Atlantische Themen 1/2018: Ein Jahr Trump-Administration

Die Republikaner unter Trump

Philipp Adorf, Rheinische Friedrich-Wilhelms-Universität Bonn 

Seit nunmehr über zwei Jahren scheint sich die Republikanische Partei in einer Art Bürgerkrieg zu befinden. Erhielt Donald Trump während seiner Kandidatur so gut wie keine Unterstützung seitens des Partei-Establishments, so vergeht auch seit seiner Amtseinführung vor einem Jahr kaum ein Tag, an dem nicht gewisse Elemente innerhalb der Partei und „ihr“ Präsident Streitigkeiten vor der Öffentlichkeit austragen. Gleichzeitig droht Trumps ehemaliger Berater Stephen Bannon – der nun wieder von der politischen Seitenlinie ungezügelt agieren kann, sich jedoch zwischenzeitlich auch mit dem Präsidenten überworfen hat – republikanischen Politikern mit einem gnadenlosen Kampf um ihr politisches Überleben in den Vorwahlen zur Kongress-Zwischenwahl im Herbst dieses Jahres. Als Beobachter könnte man also meinen, die Partei stünde kurz vor einer elementaren Zerreißprobe, die gar ihre Zukunft infrage stellt. Der zweite Blick offenbart jedoch eine etwas andere Perspektive auf den Zustand der Republikaner und ihrer Chancen, auch in den nächsten Wahlen Mehrheiten zu erhalten und Abspaltungstendenzen zu unterbinden. Es ist das Bild einer ideologisch geeinten Partei, angeführt von einem Präsidenten, der zwar ein politischer Außenseiter par excellence ist, dessen politische Vorstöße sich in ihren Kernpunkten jedoch mit der heutigen republikanischen Gesinnung decken.

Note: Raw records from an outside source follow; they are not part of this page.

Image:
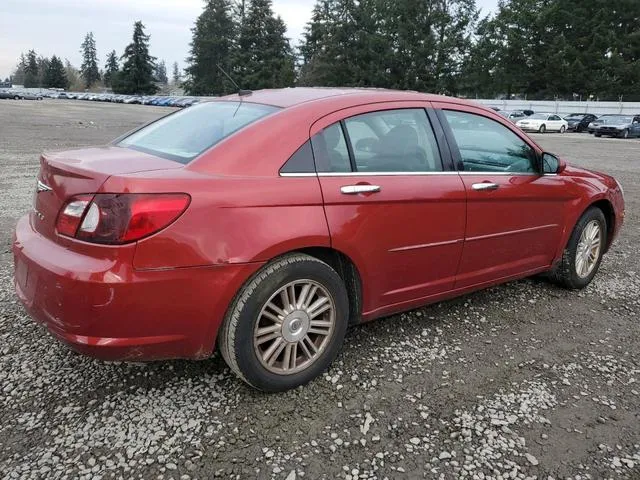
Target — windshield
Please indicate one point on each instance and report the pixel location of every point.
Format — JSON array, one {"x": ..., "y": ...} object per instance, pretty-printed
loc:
[
  {"x": 184, "y": 135},
  {"x": 616, "y": 120}
]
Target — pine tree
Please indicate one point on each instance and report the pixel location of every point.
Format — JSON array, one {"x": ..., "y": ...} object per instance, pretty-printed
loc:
[
  {"x": 211, "y": 46},
  {"x": 175, "y": 76},
  {"x": 55, "y": 76},
  {"x": 89, "y": 67},
  {"x": 111, "y": 68},
  {"x": 138, "y": 66},
  {"x": 31, "y": 70},
  {"x": 73, "y": 75},
  {"x": 161, "y": 73},
  {"x": 43, "y": 67},
  {"x": 18, "y": 74},
  {"x": 264, "y": 58}
]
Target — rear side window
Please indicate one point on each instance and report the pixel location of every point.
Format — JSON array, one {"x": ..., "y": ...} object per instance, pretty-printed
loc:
[
  {"x": 379, "y": 142},
  {"x": 188, "y": 133},
  {"x": 488, "y": 146},
  {"x": 330, "y": 150},
  {"x": 393, "y": 141}
]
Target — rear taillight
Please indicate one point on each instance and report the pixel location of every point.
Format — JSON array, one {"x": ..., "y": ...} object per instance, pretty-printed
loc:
[
  {"x": 114, "y": 219},
  {"x": 71, "y": 215}
]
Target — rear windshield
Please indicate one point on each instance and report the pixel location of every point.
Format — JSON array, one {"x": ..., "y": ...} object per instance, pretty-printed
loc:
[{"x": 186, "y": 134}]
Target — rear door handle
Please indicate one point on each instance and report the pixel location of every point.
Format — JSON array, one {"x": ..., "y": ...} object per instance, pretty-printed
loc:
[
  {"x": 485, "y": 186},
  {"x": 356, "y": 189}
]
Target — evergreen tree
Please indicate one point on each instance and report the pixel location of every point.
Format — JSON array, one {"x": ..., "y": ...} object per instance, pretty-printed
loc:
[
  {"x": 31, "y": 70},
  {"x": 55, "y": 76},
  {"x": 111, "y": 68},
  {"x": 73, "y": 76},
  {"x": 89, "y": 67},
  {"x": 18, "y": 74},
  {"x": 264, "y": 58},
  {"x": 211, "y": 46},
  {"x": 138, "y": 66},
  {"x": 175, "y": 76},
  {"x": 43, "y": 67},
  {"x": 161, "y": 73}
]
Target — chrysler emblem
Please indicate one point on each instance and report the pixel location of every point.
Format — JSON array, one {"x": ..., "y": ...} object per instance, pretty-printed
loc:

Die ideologische Kohäsion der Republikanischen Partei

Vor ungefähr einem halben Jahrhundert glich der amerikanische Kongress noch in gewisser Weise einem Mehrparteienparlament. Auch damals besaßen zwar nur die beiden großen Parteien parlamentarische Repräsentation, doch fanden sich innerhalb der Fraktionen verschiedene Flügel mit durchaus grundlegend unterschiedlichen ideologischen Ansichten vor. Diese Vielfalt spiegelte sich natürlich auch in anderen Ebenen der Partei wider. 1970 unterschrieb Nelson Rockefeller – der damalige republikanische Gouverneur des Bundesstaats New York und spätere Vizepräsident Gerald Fords – beispielsweise noch eines der liberalsten Abtreibungsgesetze des Landes. Andererseits waren es gerade konservative Demokraten aus den amerikanischen Südstaaten, die während der 1960er Jahre mit aller Vehemenz versuchten, den Kampf für die Bürgerrechte der schwarzen Bevölkerungsminderheit im Keim zu ersticken.  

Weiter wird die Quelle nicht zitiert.